En poursuivant, cet octogénaire dira : « Notre glas allait sonner à l’aube, du 11 avril 1957, lorsque bien avant les premières lueurs du printemps, de nombreux camions militaires, venus de Draâ El-Mizan, arrivèrent à Aït Mâamar et l’encerclèrent immédiatement. En ce moment là dans les demeures, il n’y avait que des femmes, des enfants et des vieillards qui dormaient alors que les hommes ne dormaient jamais à la maison pour ne pas tomber entre les mains des soldats qui n’hésiteraient pas à défoncer les portes en profitant de l’obscurité. Ainsi, du château d’eau où nous nous trouvions, nous avions pu voir un gourbi rempli de chèvres qui prît feu.
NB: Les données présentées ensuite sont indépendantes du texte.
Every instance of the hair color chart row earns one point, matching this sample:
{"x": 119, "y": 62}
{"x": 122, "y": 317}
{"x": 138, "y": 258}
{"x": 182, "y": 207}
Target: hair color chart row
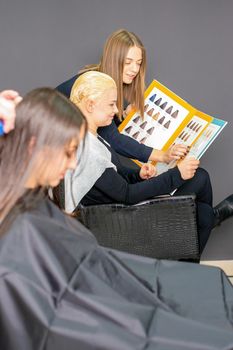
{"x": 168, "y": 120}
{"x": 162, "y": 116}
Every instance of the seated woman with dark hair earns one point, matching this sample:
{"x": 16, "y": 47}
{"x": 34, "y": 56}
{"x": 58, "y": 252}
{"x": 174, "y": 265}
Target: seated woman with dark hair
{"x": 105, "y": 180}
{"x": 58, "y": 288}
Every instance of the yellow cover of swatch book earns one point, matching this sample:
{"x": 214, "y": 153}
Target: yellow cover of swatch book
{"x": 168, "y": 120}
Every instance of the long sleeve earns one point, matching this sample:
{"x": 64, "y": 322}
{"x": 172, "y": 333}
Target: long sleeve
{"x": 124, "y": 145}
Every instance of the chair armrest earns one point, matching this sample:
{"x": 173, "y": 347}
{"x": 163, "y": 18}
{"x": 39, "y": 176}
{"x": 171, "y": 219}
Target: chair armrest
{"x": 162, "y": 227}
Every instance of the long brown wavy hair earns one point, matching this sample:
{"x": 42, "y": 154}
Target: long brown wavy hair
{"x": 112, "y": 63}
{"x": 50, "y": 120}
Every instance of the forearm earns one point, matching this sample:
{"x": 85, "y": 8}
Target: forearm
{"x": 159, "y": 156}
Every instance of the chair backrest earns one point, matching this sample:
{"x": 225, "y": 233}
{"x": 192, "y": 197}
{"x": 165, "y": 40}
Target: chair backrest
{"x": 164, "y": 227}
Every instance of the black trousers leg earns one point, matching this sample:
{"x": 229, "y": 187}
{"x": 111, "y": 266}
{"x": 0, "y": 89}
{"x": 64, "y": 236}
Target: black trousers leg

Toutes les pauvres bêtes furent carbonisées. C’est ensuite, le grand réveil avec des cris de terreur qui échappaient de toutes les maisons. Tout le monde fuyait en prenant le minimum de ce qu’il pouvait alors que les militaires s’occupaient à leur sinistre besogne qui était de placer des explosifs dans chaque maison qu’ils faisaient sauter l’une après l’autre durant toute la journée, sans que les familles ne puissent récupérer quoi que ce soit. Les militaires interdirent, à partir de ce jour, de retourner sur les décombres de nos habitations et nous étions contraints à l’errance d’un village à l’autre pour trouver un refuge. La population du village fut ainsi disloquée jusqu’à l’indépendance », finira, péniblement, par dire l’orateur qui ne pouvait contenir ses larmes tant le souvenir reste gravé à jamais dans sa mémoire. Par ailleurs, au cours de la pause-café organisée au niveau du café du village qui abrita également, à cette occasion, une importante exposition de photos de la guerre mais aussi de beaucoup de livres relatifs à la révolution, les représentants de la presse des différents organes ont eu à approcher de plus près les véritables acteurs de cette tragédie qui témoignèrent de ce qu’ils ont enduré. À treize heures, tous les présents ont été invités à partager un succulent couscous. Tous les élus de l’APC d’Aïn-Zaouïa étaient présents.